Google shares data center security and design best practices
VP, Global Data Centers
GCP NEXT 2016 — San Francisco — Attendees at Google Cloud Platform’s user conference this week got a chance to hear from two of the company’s leaders — Joe Kava, VP of data center operations and Niels Provos, distinguished engineer for security and privacy — on how the company designs, builds, operates and secures its data centers globally. They shared some of the secret sauce that makes Google's data centers so unique and what this means for GCP customers running inside them.
Security and data protectionGoogle’s focus on security and protection of data is a key design criteria. Our physical security features a layered security model, including safeguards like custom-designed electronic access cards, alarms, vehicle access barriers, perimeter fencing, metal detectors and biometrics. The data center floor features laser beam intrusion detection. Our data centers are monitored 24/7 by high-resolution interior and exterior cameras that can detect and track intruders. Access logs, activity records and camera footage are available in case an incident occurs.
Data centers are also routinely patrolled by experienced security guards who have undergone rigorous background checks and training (look closely and you can see a couple of them in this 360 degree data center tour). As you get closer to the data center floor, security measures increase. Access to the data center floor is only possible via a security corridor which implements multi-factor access control using security badges and biometrics. Only approved employees with specific roles may enter. Less than one percent of Google employees will ever set foot in one of our data centers.
We employ a very strict end-to-end chain of custody for storage, tracking everything from cradle to grave, from the first time a HD goes into a machine until it’s verified clean/erased or destroyed. Information security and physical security go hand-in-hand. Data is most vulnerable to unauthorized access as it travels across the Internet or within networks. For this reason, securing data in transit is a high priority for Google. Data traveling between a customer’s device and Google is encrypted using HTTPS/TLS (Transport Layer Security). Google was the first major cloud provider to enable HTTPS/TLS by default.
We build our own hardware and monitoring systemsGoogle servers don’t include unnecessary components such as video cards, chipsets or peripheral connectors, which can introduce vulnerabilities. Our production servers run a custom-designed operating system (OS) based on a stripped-down and hardened version of Linux. Google’s servers and their OS are designed for the sole purpose of providing Google services. Server resources are dynamically allocated, allowing for flexibility in growth and the ability to adapt quickly and efficiently, adding or reallocating resources based on customer demand.

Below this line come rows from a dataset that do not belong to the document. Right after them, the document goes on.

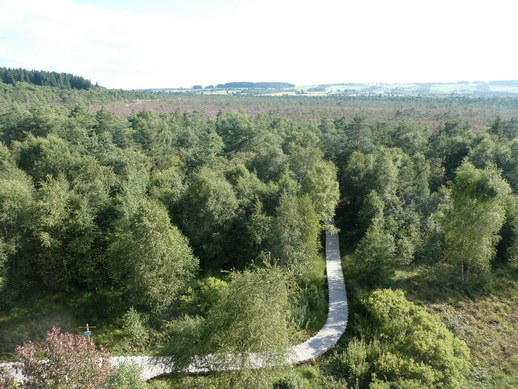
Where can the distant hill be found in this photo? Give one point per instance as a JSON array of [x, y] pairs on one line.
[[43, 78], [255, 85]]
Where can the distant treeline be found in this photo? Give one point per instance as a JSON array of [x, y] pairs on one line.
[[42, 78], [256, 85]]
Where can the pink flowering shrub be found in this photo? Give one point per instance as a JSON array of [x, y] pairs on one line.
[[64, 361]]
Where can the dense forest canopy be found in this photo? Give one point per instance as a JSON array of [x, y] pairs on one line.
[[43, 78], [192, 233]]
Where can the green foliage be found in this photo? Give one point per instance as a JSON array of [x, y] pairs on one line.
[[127, 376], [151, 257], [374, 255], [38, 77], [133, 325], [402, 346], [251, 318], [479, 199]]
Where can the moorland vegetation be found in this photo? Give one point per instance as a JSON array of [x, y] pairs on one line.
[[191, 232]]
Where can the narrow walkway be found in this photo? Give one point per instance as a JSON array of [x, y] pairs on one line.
[[325, 339]]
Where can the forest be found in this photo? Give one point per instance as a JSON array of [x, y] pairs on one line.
[[189, 232]]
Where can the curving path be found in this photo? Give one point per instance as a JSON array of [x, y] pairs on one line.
[[325, 339]]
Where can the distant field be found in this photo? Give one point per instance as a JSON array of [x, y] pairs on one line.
[[407, 89], [428, 111]]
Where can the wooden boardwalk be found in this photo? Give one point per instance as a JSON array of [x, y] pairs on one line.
[[324, 340]]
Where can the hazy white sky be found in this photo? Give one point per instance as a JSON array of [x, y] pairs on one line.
[[134, 44]]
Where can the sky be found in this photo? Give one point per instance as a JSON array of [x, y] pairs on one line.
[[132, 44]]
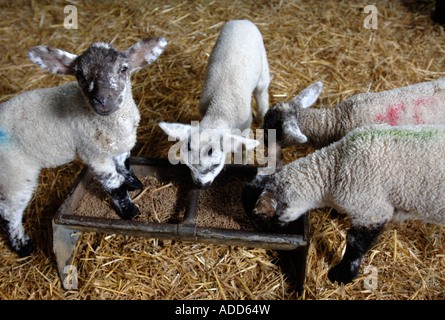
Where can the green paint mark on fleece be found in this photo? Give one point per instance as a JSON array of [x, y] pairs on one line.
[[419, 134]]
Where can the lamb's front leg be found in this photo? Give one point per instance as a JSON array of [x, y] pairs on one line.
[[114, 184], [124, 168], [359, 240]]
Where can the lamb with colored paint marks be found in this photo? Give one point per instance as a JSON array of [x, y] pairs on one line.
[[94, 118], [374, 175], [296, 123], [237, 68]]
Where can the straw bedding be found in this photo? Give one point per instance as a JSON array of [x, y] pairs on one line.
[[306, 42]]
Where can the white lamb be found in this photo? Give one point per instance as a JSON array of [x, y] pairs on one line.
[[237, 68], [94, 118], [374, 174], [422, 103]]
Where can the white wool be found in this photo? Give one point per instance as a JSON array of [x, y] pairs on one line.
[[374, 175]]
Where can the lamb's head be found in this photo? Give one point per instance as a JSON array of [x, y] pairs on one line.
[[205, 151], [283, 117], [261, 204], [103, 73]]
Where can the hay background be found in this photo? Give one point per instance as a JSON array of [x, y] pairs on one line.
[[306, 41]]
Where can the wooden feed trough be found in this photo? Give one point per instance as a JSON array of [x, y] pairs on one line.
[[171, 209]]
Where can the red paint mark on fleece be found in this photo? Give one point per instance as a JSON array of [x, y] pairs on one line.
[[391, 115], [422, 102]]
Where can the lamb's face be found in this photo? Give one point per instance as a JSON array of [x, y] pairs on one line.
[[103, 75], [205, 160]]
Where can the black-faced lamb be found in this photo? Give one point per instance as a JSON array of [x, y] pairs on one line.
[[94, 119], [374, 175], [237, 67], [296, 123]]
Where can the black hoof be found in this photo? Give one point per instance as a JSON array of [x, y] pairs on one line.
[[25, 250], [133, 184]]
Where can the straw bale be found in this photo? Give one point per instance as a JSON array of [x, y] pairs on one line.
[[306, 41]]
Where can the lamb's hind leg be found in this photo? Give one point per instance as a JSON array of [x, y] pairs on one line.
[[12, 204], [262, 100], [114, 184], [124, 168], [262, 95], [359, 240]]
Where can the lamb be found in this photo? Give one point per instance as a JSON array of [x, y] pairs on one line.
[[422, 103], [237, 68], [374, 174], [94, 118]]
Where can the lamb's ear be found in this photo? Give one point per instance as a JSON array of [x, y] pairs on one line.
[[239, 141], [308, 96], [177, 130], [292, 133], [145, 52], [52, 59]]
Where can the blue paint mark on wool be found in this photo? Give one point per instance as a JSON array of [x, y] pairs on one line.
[[4, 138]]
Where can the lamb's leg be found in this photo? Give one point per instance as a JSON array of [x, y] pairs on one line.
[[359, 240], [124, 168], [114, 184], [11, 212], [262, 100]]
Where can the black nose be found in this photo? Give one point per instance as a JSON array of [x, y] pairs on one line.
[[101, 102], [200, 185]]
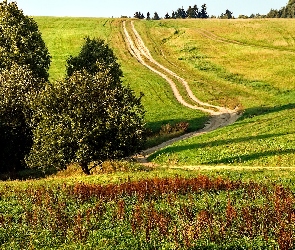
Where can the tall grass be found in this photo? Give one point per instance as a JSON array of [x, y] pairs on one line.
[[64, 37], [225, 63], [148, 212]]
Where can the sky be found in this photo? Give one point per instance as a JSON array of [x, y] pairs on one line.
[[118, 8]]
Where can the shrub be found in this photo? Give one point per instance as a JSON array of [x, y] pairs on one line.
[[21, 41], [86, 118]]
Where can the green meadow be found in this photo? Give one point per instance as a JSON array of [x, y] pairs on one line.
[[232, 188], [247, 64]]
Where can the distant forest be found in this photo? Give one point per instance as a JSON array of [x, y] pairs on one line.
[[195, 12]]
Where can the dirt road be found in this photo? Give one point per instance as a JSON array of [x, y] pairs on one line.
[[220, 116]]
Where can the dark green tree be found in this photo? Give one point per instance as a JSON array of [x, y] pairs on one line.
[[24, 63], [94, 51], [173, 15], [228, 15], [203, 12], [167, 16], [88, 117], [156, 16], [17, 88], [21, 41], [191, 12]]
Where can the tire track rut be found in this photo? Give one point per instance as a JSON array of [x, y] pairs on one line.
[[220, 116]]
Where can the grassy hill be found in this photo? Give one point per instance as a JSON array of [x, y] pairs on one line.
[[244, 63]]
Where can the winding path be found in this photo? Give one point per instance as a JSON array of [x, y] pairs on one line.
[[220, 116]]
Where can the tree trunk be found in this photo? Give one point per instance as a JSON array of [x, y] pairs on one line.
[[85, 169]]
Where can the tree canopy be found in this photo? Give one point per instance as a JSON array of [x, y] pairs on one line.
[[89, 116], [21, 41]]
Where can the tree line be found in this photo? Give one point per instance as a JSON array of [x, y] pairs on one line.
[[180, 13], [287, 11], [87, 117]]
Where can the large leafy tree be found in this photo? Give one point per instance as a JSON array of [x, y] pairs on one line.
[[92, 52], [24, 63], [17, 88], [21, 41], [88, 117]]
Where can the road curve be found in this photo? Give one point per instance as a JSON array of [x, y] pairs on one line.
[[220, 116]]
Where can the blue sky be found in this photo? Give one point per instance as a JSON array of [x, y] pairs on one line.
[[116, 8]]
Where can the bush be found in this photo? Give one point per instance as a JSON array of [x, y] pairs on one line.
[[86, 118], [21, 41], [17, 87]]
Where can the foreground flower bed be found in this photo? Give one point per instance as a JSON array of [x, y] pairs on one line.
[[170, 213]]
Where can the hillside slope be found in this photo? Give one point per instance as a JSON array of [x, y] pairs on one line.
[[229, 63]]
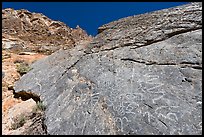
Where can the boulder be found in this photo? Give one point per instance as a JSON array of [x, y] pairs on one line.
[[140, 75]]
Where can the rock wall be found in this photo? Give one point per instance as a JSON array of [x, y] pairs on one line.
[[24, 30], [140, 75]]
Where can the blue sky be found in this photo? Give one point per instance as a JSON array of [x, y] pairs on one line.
[[89, 15]]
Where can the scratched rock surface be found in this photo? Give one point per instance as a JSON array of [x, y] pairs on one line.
[[140, 75]]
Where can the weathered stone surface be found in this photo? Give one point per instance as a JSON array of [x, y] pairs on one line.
[[23, 30], [140, 75]]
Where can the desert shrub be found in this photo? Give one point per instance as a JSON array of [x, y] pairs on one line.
[[23, 68], [18, 122], [39, 107]]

For these teams to be successful they must have advanced, real-time visibility into the status and functionality of our infrastructure. As you might know, Google is obsessed with data, which is a bit of an understatement. To aid our teams, we've built monitoring and controls systems for all functional areas, from the servers, storage and networking systems, to the electrical distribution, mechanical cooling systems and security systems. We're monitoring all aspects of performance and operations from “chip to chiller.”
Using machine learning to optimize data center operationsTo help in this endeavor, we’re using our machine learning / deep learning algorithms for data center operations. As you can imagine, our data centers are large and complex, with electrical, mechanical and controls systems all working together to deliver optimal performance. Because of the sheer number of interactions and possible settings for these systems, it's impossible for mere mortals to visualize how best to optimize the data center in real time. However, it's fairly trivial for computers to crunch through these possible scenarios and find the optimal settings.
Over the past couple years we've developed this algorithm and trained it with billions of data points from our sites all over the world. We now use this machine learning model to help visualize the data so the operations teams can set up the data center electrical and cooling plants for the optimal, most efficient performance on any given day considering up to 19 independent variables that affect performance. This helps the team identify discontinuities or efficiency inflection points that aren't intuitive.
Powered by renewable energyOn the energy side, we're committed to powering our infrastructure with renewable energy. We're the world's largest private investor in renewable energy. To date we've invested more than $2 billion in renewable energy Power Purchase Agreements. These PPA's are very important because (1) we're buying the entire output of wind and solar farms for long periods, typically 10-20 years, (2) these wind farms are on the same power grids as our data centers, and (3) wind farms and data centers sharing power grids gives the project developer the financial commitment they need to get the project built, so we know our investment is adding renewable power to the grid that wouldn’t otherwise have been added.
For cooling, we've redesigned our fundamental cooling technology on average about every 12-18 months. Along the way, we've developed and pioneered innovations in water-based cooling systems such as seawater cooling, industrial canal water cooling, recycled / grey water cooling, stormwater capture and reuse, rainwater harvesting and thermal energy storage. We've designed data centers that don't use water-based solutions, instead using 100% outside air cooling. The point is there's no "one size fits all" model here. Each data center is designed for the highest performance and highest efficiency for that specific location.